Saudi denies it may ease ban on women drivers

Local media quotes head of king’s advisory council as saying claim it was to ease ban for women over 30 is misinformed.

Dozens of female activists have defied the driving ban and posted video clips of their acts on social media [Reuters]

Local media in Saudi Arabia have said a story published by the Associated Press news agency stating that the advisory council to Saudi Arabia’s king had recommended easing a ban on women driving in the country is a “fabrication”.

Media quoted Mohammed Abdullah Al-Muhanna, the head of the Shura council, as calling the report “misinformed” and clearly showing a “lack of authenticity”. 

Earlier on Saturday, AP reported that the council, whose recommendations are not obligatory on the government, had reportedly endorsed that women over the age of 30 would be allowed to drive with numerous restrictions, including a curfew.

AP said a council member, who had spoken on the condition of anonymity, had said that the recommendations were made in a secret, closed session held in the past month.
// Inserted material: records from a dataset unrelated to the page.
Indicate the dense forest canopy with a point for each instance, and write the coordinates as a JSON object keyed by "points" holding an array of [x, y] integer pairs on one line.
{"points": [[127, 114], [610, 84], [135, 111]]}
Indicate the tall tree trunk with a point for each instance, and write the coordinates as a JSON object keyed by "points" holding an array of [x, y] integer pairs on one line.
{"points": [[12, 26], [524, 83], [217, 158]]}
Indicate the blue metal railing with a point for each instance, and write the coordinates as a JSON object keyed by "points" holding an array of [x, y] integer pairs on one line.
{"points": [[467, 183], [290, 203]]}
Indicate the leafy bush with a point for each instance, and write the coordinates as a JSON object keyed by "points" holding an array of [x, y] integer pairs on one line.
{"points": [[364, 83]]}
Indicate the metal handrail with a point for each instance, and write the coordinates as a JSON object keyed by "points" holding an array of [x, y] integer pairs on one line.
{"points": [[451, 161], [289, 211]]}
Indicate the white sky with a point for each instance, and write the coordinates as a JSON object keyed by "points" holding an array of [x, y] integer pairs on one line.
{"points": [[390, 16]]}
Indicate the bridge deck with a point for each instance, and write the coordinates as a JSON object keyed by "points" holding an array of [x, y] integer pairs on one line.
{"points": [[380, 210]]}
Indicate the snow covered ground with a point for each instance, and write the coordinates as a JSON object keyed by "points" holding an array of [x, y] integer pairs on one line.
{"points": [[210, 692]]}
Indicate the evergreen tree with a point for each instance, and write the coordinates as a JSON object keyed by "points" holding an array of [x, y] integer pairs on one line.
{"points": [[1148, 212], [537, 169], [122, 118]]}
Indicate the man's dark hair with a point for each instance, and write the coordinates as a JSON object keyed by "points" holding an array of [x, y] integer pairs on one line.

Under the suggestions, only women over 30 would be allowed to drive and they would need permission from a male relative, usually a husband or father, and if they lack those then a brother or son.

They would be allowed to drive from 7am to 8pm on Saturday through Wednesday and noon to 8pm on the weekend – Thursday and Friday.

The conditions also require that the woman driver wear conservative dress and no make-up, the official said.

Within cities, they could drive without a male relative in the car, but outside the cities, a male relative’s presence would be required.

Female activists

The council had also reportedly said that a “female traffic department” would have to be created to deal with female drivers if their cars broke down or other problems and to issue fines.

The 150-member Shura Council is appointed by the king, drawing on various sectors of society to act as the closest thing to a parliament in the conservative kingdom, though it has no legislative powers.

King Abdullah has appointed women to it for the first time, and there are now 30 female members.

The driving ban has long forced families to hire live-in drivers for women. Women who can not afford a driver must rely on male relatives to drive them to work, school, shopping or the doctor.

Female activists launched their latest campaign to defy the driving ban on October 26, when dozens of women drove around their neighbourhoods and posted video clips of themselves driving on social networking sites.

The campaign prompted authorities to issue a statement warning violators would be dealt with firmly. Saudi Arabia has no written law barring women from driving, only fatwas, or religious edicts, by senior clerics.